I have had seizures since I was 16 that are very spread apart (years). They diagnosed the first as hypoglycemia (I also went semi-comatose), and I have been very critical of the diagnosis but after three neurologists have said it is not epilepsy, and the emergency room doctors always comment on my glucose I started self testing. Soon after a seizure, I self tested, and I got a 38 mg/dl [2.1 mmol/L] one morning. I ate something, waited 15 minutes and tested at 45 mg/dl [2.5 mmol/L], ate something else and waited, then tested 55 mg/dl [3.1 mmol/L] so I ate again and tested at 70 mg/dl [3.9 mmol/L]. I felt fine the entire time.

As weeks passed, my numbers looked more normal. I wasn’t getting lows as low or as often. After two months, I don’t like testing again because, no matter no matter when or what I eat or don’t eat, I am between 70 and 120 mg/dl [3.9 and 6.7 mmol/L].

I am also concerned because it is about a year or more between incidents. Diabetes runs on both sides of my family, and it has been 15 years since I first seized, and the first incident that I know was glucose induced without question. During the last one, the EMT gave me a glucose IV and when I woke up he looked at me and said, “Wow, it really was your glucose.” I was told I started crying when he stuck me with the IV, but I don’t remember it.

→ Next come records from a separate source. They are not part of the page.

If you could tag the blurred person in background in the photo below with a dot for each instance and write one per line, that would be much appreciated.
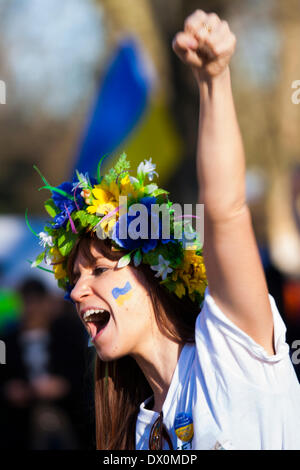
(42, 392)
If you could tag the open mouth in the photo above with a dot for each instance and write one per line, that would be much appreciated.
(96, 320)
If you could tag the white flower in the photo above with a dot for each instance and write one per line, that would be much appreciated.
(48, 260)
(45, 239)
(147, 168)
(162, 267)
(83, 181)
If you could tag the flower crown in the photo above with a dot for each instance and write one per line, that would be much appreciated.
(88, 204)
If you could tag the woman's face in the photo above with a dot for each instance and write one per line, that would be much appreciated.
(114, 306)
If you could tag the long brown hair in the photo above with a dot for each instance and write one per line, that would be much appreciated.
(120, 385)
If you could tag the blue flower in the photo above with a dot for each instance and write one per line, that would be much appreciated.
(146, 243)
(65, 204)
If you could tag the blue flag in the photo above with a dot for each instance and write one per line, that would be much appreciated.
(122, 98)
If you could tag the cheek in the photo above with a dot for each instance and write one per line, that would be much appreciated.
(122, 294)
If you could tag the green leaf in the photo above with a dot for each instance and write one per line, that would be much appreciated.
(159, 191)
(150, 188)
(124, 261)
(51, 208)
(66, 242)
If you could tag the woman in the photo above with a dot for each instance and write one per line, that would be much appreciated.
(167, 377)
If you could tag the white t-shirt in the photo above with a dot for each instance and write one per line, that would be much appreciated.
(227, 392)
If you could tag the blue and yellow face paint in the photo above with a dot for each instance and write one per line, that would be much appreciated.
(184, 428)
(123, 294)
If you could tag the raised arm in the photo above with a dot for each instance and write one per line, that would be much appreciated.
(235, 275)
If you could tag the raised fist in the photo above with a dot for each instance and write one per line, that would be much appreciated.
(206, 44)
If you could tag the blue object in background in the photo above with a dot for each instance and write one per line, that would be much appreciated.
(121, 100)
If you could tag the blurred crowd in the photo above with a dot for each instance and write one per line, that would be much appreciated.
(46, 390)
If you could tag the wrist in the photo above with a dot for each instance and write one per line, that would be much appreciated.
(211, 83)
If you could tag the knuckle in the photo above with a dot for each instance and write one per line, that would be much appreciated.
(213, 16)
(225, 24)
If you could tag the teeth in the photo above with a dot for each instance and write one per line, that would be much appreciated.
(92, 311)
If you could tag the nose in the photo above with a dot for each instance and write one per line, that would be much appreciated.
(81, 290)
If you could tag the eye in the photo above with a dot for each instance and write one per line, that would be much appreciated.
(99, 270)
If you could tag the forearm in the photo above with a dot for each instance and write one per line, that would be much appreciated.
(220, 153)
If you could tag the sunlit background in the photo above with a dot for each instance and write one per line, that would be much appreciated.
(90, 77)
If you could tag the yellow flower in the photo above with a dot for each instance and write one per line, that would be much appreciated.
(100, 201)
(192, 274)
(179, 289)
(59, 271)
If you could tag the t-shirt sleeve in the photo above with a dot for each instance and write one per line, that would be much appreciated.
(230, 348)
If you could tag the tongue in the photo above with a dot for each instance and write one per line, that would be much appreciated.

When I read your responses I see you tell people do not have diabetes but have incidents of low glucose that their seizure is not related to glucose and yet you tell people with diabetes and much higher glucose levels it was induced by hypoglycemia. Is there a different value determined as hypoglycemia for a person with diabetes versus someone who doesn’t have it?

Answer:

From: DTeam Staff

Seizures can occur in the presence of hypoglycemia, in those with diabetes and in those without diabetes. The seizure threshold is different for each person. Underlying diagnoses also play a role (for example: children with growth hormone deficiency seem to have a lower threshold for seizures than most.).

Most healthy people keep a very stable blood glucose so I’m not surprised by the flatness of your glucose levels. As to the specific diagnosis, I’d suggest you ask your physician for a referral to an endocrinologist.